Juicio Púnica Un agente niega el 'soplo' a Granados aunque admite mencionar la investigación de la UCO

El agente de la Guardia Civil acusado de dar el 'chivatazo' a Granados en 2014 niega haberle avisado de que le seguían pero reconoce haberle dicho que agentes de la UCO investigaban en Valdemoro

Francisco Granados
Francisco Granados EFE

"Yo le comento que estábamos pasando una época en la UCO (Unidad Central Operativa) con muchísimo trabajo y estaba convencido de que en Valdemoro se estaba haciendo algún seguimiento.
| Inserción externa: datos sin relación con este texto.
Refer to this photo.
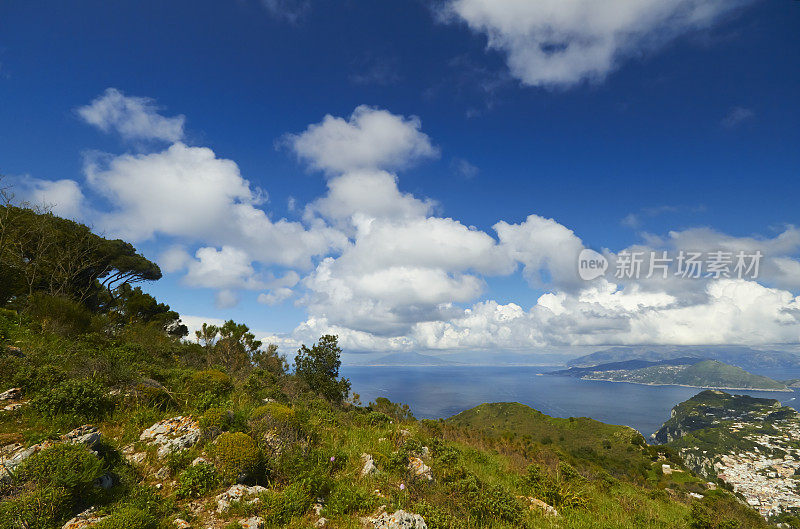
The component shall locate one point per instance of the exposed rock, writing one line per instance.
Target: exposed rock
(15, 351)
(87, 435)
(13, 459)
(398, 520)
(369, 465)
(11, 394)
(172, 434)
(536, 503)
(105, 482)
(419, 468)
(87, 518)
(256, 522)
(238, 493)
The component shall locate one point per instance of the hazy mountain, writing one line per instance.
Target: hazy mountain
(409, 359)
(679, 371)
(743, 357)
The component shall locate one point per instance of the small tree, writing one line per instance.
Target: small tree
(319, 368)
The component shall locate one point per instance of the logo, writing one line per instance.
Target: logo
(591, 264)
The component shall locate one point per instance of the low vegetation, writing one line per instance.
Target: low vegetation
(117, 359)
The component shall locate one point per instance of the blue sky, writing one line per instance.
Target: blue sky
(674, 124)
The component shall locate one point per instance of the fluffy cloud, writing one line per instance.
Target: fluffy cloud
(370, 139)
(227, 268)
(133, 118)
(185, 191)
(564, 42)
(188, 193)
(367, 194)
(64, 197)
(375, 265)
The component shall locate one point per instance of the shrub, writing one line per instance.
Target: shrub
(128, 517)
(197, 481)
(59, 315)
(69, 467)
(348, 499)
(177, 460)
(151, 393)
(236, 454)
(83, 398)
(215, 421)
(42, 508)
(211, 380)
(273, 411)
(278, 508)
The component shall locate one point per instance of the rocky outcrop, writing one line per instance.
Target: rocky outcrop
(172, 434)
(84, 520)
(86, 435)
(399, 520)
(11, 394)
(539, 505)
(255, 522)
(238, 493)
(419, 468)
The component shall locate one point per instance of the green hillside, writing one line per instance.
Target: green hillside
(702, 374)
(715, 374)
(107, 412)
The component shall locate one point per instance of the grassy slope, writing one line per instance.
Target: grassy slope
(711, 373)
(479, 458)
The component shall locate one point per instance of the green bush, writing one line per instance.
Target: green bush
(215, 421)
(212, 381)
(81, 398)
(70, 467)
(235, 454)
(197, 480)
(42, 508)
(349, 499)
(151, 393)
(128, 517)
(59, 315)
(278, 508)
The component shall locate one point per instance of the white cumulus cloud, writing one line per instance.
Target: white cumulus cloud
(133, 118)
(564, 42)
(370, 139)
Le dije: hay tanto trabajo que la unidad ha llegado hasta a Valdemoro". Con estas palabras ha intentado negar el agente del Instituto Armado José Manuel Rodríguez Talamino que diese ningún chivatazo al exsecretario general del PP madrileño Francisco Granados sobre las pesquisas que se estaban desarrollando contra él por sus negocios con la trama Púnica.

A lo largo de la vista oral que ha arrancado este martes en la Audiencia Nacional por la primera pieza dePúnica, el agente de la Guardia Civil ha insistido en que, a pesar de que deslizó la existencia de una investigación en la localidad madrileña, no entró en más detalles sobre la misma en la conversación que mantuvo con Granados en un local de Valdemoro durante las fiestas patronales de septiembre de 2014. 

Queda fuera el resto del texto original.